Dès lors que l’on définit l’idéal démocratique comme un idéal d’égale possibilité pour chaque citoyen d’influencer la décision politique, il faut s’interroger sur les limites de l’élection et les travers oligarchiques de nos systèmes démocratiques et prendre au sérieux cette idée de démocratie participative. Dans quelle mesure, aujourd’hui, chaque citoyen a-t-il la possibilité d’influencer le pouvoir de décision ? Dans quelle mesure est-il même informé correctement des choix qui se posent à la collectivité ? Peut-on accepter que les décisions se prennent hors de tout contrôle des citoyens, dans le huis clos confortable de cénacles exclusivement fréquentés par les experts, les élus et quelques représentants de groupes d’intérêt influents ? Ce sont là les véritables enjeux de la démocratie participative : penser différemment le processus de décision et faire en sorte que tous ceux qu’elle affecte puissent avoir la même chance d’y faire entendre leur voix. Nous en sommes encore très loin. Notre conception monarchique du pouvoir et nos institutions interdisent le plus souvent l’ouverture aux citoyens des espaces où se discutent les décisions. Il faut aller vers un processus de représentation véritablement démocratique dans lequel chaque citoyen ou chaque point de vue puisse avoir la possibilité de s’exprimer dans un processus de délibération ouvert. Les représentants et les experts ne peuvent plus prétendre détenir le monopole de la rationalité et de la vérité. Les citoyens sont parfaitement en mesure de comprendre et de contribuer à ce processus de décision. Certes les élus, dans un régime qui reste représentatif, gardent le dernier mot mais la délibération démocratique nous concerne tous.
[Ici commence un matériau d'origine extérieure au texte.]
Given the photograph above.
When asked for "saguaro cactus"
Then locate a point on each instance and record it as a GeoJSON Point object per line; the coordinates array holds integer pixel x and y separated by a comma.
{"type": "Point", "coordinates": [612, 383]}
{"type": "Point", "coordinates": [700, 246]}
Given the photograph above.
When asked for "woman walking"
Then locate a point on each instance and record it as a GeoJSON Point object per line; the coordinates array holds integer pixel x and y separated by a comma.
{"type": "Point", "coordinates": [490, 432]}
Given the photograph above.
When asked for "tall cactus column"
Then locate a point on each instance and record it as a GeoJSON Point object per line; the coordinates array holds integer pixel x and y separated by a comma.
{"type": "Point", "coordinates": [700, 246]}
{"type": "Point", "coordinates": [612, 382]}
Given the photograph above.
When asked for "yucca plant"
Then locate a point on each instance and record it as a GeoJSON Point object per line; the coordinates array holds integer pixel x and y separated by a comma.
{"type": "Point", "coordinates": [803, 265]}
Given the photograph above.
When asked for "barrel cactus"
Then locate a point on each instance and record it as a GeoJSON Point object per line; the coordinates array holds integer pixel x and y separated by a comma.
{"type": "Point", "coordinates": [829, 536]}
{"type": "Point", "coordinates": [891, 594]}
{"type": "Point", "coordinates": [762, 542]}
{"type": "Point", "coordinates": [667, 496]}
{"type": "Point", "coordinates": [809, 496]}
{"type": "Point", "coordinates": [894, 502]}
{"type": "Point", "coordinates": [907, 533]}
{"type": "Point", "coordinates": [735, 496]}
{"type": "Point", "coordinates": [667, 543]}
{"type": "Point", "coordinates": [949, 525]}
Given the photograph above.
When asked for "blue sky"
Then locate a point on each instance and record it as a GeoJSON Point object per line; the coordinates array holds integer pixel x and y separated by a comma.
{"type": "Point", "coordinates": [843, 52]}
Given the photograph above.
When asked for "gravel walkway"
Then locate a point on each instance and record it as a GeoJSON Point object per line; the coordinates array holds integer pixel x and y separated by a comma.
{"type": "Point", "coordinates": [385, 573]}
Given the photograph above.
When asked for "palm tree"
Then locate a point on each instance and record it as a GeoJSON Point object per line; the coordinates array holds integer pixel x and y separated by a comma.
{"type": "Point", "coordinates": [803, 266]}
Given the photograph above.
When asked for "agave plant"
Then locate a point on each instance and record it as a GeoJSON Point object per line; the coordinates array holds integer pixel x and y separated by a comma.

Vous participez depuis sa création à l’aventure ENGAGE en intervenant à l’ENGAGE University. Pourquoi est-ce important à vos yeux ?

J’interviens régulièrement à l’ENGAGE University parce que je crois nécessaire de participer, au-delà de l’université et des publics habituels de la science politique, à la diffusion d’un certain nombre d’idées et d’expériences innovantes en matière de participation politique. Depuis quelques années, je conçois différemment mon métier de chercheur et me pense de plus en plus comme un « passeur » entre le monde académique et la société. Je participe à de nombreuses autres initiatives (Démocratie ouverte, Institut de la concertation, 27ème région, Institut de recherche sur la gouvernance, Décider ensemble…) et cherche à favoriser leur mise en réseau. A ENGAGE, j’ai également l’occasion de rencontrer des gens qui cherchent à innover dans d’autres domaines que le politique, dans l’entreprise, l’éducation, l’urbanisme… et cela fait écho à mes propres questionnements. Je me sens par exemple particulièrement en phase avec les travaux qui portent sur les alternatives éducatives qui constituent pour moi une clé pour le changement politique. Le public de l’ENGAGE University est précieux pour moi dès lors qu’il m’invite à me poser de nouvelles questions. J’apprécie aussi beaucoup l’éco-système affectif et humain que constitue ENGAGE et qui s’exprime notamment lors des ENGAGE Days où les rencontres et les découvertes sont toujours remarquables.

Une raison fondamentale de s’engager aujourd’hui, de participer à la vie de la Cité ?
Une seule : faire en sorte que l’effondrement de civilisation qui nous menace (du fait des changements environnementaux, menaces de guerre, crises migratoires, crises financières, montée des inégalités, sortie hors de la démocratie….) n’advienne pas ou, s’il advient, que nous puissions lui survivre humainement. Si nous ne faisons rien pour interpeller nos gouvernants (égoïstes et aveugles) ou pour trouver nous même les solutions,  nous sommes condamnés.